Global Energy and Climate Outlook 2022: Energy trade in a low carbon world

Global energy mix and international energy trade

In a scenario that limits global warming to 1.5C at the end of the century, global emissions decrease rapidly over the coming decades, leading to an 80% emission reduction in 2050 compared to today. This is achieved primarily by reductions in fossil energy use – the share of fossil fuels in global energy supply decreases to 17% in 2050 in the 1.5C scenario and renewables take an increasing share –, reaching 77% in 2050.

Reduced fossil fuel trade and increased self-sufficiency

As global demand for fossil fuel declines, so does international trade in fossil fuels. When the world moves along a pathway that reaches the Paris climate targets, energy self-sufficiency increases, as renewables are traded less than fossil energy. The increase in trade of modern biomass is not able to offset the decline in fossil fuels.
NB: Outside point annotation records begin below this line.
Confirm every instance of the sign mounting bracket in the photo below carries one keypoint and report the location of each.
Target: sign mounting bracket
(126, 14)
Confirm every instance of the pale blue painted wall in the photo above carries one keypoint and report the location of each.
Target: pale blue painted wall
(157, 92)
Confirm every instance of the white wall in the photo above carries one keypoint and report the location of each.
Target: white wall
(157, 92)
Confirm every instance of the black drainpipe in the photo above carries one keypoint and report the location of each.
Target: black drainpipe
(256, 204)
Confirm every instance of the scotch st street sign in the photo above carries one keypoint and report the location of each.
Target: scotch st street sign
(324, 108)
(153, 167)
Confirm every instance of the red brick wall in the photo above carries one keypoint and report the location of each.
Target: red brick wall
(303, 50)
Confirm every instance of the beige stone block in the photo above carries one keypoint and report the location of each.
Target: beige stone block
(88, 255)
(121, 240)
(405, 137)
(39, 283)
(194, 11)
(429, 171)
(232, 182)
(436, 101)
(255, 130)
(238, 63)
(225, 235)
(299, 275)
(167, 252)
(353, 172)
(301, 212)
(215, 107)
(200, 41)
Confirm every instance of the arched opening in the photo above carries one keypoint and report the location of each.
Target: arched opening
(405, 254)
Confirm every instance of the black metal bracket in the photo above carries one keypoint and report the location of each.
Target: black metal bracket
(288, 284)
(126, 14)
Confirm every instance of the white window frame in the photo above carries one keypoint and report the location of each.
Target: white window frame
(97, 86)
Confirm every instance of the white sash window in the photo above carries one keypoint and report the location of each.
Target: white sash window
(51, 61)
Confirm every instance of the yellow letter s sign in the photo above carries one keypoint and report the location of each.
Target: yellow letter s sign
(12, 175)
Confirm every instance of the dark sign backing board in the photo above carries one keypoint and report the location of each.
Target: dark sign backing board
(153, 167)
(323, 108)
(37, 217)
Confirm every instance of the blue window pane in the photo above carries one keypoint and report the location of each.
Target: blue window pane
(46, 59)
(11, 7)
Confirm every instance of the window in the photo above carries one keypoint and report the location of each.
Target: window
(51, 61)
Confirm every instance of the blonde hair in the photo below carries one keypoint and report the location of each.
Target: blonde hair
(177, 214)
More hydrogen and synthetic fuels

In GECO 2022, we also investigate the role of hydrogen and synthetic fuels. The use of hydrogen increases over time as hydrogen production becomes more competitive and will be used in applications where fossil energy is without alternative today (e.g. steel production, long distance transport). With rising demand, international trade in hydrogen is also expected to increase, but this will not compensate for the decline in fossil energy trade. Most of international trade in hydrogen will be mainly over shorter distances.

Hydrogen can also be processed into synthetic fuels, which are easier to ship than hydrogen. A large share of these synthetic fuels is expected to be produced in regions abundant in cheap renewable energy to be traded internationally. Due to their high cost, synthetic fuels will be mainly used in specific applications, such as aviation.

Energy embodied in trade of goods

Currently, a sizeable share of energy is also embodied in trade of goods. GECO 2022 tracks the use of energy to produce goods that are then traded internationally, showing how this changes in the future.